Claude shook his head. “I had the two garrison lines defending the coastal area go south because they’re veterans that have strong fighting capability. Cromwell and Balingana’s lines were also sent south. I’ll need the reserve folk to take over the defences those four lines left empty.

“The reserve troops are a folk of infantry. It will take even more time for them to reach Dorinibla River than our light-cavalry troops. Not to mention, we have to prevent letting the two colonies be taken by the Shiksans after they’re emptied out. With the reserve folk there, I believe they can stop smaller Shiksan surprise-attack parties.

“Eilon, set out immediately. Our Thundercrash 2nd Folk is still stationed at Port Vebator. I’ll need you to immediately take them back to headquarters. If Lanu has fallen, at least keep the defence line at Dorinibla River and wait for my reinforcements. I will send 1st Folk over once I gather them.”

“Understood.” Eiblont saluted before leaving.

Claude turned to Birkin. “I’ll need to take one of your lines here too to defend Blackstone Arms Factory. If my worries that they’ll take the five colonies become real, the factory will be our only source of fresh supplies.”

Birkin nodded. “It’s fine. I’ll still have five garrison lines after you leave, one folk from Monolith and a line of direct units. It’s not wrong to call it the strongest force in the corps. We can definitely stop their attacks here. Go ambush the Shiksans that attacked us without warning. I’ll await your triumphant return.”

Two days later, Claude gathered the Thundercrash units stationed at the borders of the mountain areas and was about to march them back to headquarters. What relieved Claude tremendously was how Bolonik decided against attacking the fishing town after receiving the letter. As they evacuated the citizens and supplies in Lanu, he decided to lead two lines of troops to stop the Shiksans at Lake Lanu to prevent a cruel ending for the city.

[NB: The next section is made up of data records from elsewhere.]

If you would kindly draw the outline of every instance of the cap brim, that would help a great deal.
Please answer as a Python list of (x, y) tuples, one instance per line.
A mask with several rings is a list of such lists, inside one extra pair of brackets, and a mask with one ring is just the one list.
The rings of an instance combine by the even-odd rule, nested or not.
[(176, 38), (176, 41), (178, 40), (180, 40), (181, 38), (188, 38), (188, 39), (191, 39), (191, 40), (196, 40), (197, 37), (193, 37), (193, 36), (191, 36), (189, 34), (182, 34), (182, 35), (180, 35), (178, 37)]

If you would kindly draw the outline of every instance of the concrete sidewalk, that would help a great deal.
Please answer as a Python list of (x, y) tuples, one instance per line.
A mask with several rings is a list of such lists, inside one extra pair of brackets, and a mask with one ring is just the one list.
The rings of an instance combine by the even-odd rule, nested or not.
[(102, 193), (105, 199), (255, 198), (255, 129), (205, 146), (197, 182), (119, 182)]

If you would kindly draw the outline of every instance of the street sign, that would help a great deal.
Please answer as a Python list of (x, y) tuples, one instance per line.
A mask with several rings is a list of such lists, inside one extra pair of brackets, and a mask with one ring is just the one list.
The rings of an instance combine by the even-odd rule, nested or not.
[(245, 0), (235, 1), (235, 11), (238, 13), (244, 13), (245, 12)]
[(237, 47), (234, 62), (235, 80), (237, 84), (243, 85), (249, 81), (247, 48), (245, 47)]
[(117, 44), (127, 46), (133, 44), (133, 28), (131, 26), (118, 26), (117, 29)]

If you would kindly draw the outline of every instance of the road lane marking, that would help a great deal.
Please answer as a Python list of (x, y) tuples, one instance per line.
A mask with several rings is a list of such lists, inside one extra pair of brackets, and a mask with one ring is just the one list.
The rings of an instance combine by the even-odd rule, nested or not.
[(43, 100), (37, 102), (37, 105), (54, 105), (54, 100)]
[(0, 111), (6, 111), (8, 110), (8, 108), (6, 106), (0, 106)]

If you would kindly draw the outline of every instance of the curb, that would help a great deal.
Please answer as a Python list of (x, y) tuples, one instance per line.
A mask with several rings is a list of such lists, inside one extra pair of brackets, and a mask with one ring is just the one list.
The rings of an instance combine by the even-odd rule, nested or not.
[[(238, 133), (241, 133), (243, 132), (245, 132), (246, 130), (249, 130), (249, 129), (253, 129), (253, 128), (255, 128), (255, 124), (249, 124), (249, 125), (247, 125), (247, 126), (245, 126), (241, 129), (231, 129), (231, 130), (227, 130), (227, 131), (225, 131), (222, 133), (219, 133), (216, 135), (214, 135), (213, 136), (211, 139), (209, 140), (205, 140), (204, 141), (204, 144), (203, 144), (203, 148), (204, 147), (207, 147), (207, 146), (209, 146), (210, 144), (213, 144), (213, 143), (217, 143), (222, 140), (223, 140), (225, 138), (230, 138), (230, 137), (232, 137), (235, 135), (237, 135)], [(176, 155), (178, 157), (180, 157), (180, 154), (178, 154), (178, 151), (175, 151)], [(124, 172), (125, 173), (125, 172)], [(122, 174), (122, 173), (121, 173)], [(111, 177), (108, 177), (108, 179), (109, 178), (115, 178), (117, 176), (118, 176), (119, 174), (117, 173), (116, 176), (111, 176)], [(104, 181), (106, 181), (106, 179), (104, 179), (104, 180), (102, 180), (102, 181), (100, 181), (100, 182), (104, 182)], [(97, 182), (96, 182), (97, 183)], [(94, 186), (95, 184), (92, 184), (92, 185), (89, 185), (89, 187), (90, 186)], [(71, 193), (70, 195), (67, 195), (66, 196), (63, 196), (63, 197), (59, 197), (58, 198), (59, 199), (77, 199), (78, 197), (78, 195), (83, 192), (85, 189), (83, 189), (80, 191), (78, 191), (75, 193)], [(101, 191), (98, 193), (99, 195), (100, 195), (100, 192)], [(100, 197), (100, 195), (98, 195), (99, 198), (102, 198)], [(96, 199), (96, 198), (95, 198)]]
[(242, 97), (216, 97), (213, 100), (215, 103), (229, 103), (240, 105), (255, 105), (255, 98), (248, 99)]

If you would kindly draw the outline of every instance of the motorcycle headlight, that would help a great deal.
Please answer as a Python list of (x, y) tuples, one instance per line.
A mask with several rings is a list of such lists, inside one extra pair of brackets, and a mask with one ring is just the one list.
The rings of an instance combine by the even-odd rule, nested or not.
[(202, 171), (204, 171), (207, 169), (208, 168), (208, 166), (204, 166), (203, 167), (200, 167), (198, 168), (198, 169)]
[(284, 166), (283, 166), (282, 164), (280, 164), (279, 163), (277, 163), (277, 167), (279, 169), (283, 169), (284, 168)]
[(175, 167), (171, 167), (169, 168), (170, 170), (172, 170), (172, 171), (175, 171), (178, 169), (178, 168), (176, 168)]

Bolonik justified by saying that if they gave up on Lanu, the Shiksans could easily march to Dorinibla River unopposed. The defence line there also targeted the river, not what lay beyond, so Bolonik needed more time to refit the fortifications.

But when Claude departed, he received another report from the informants. The Shiksans didn’t bother to hide this time around and retreated the two standing corps from the frontlines rather brazenly. They didn’t even bother to reorganise properly in camp and reached the cape in broad daylight to board the transport ships waiting near the docks and sailed south.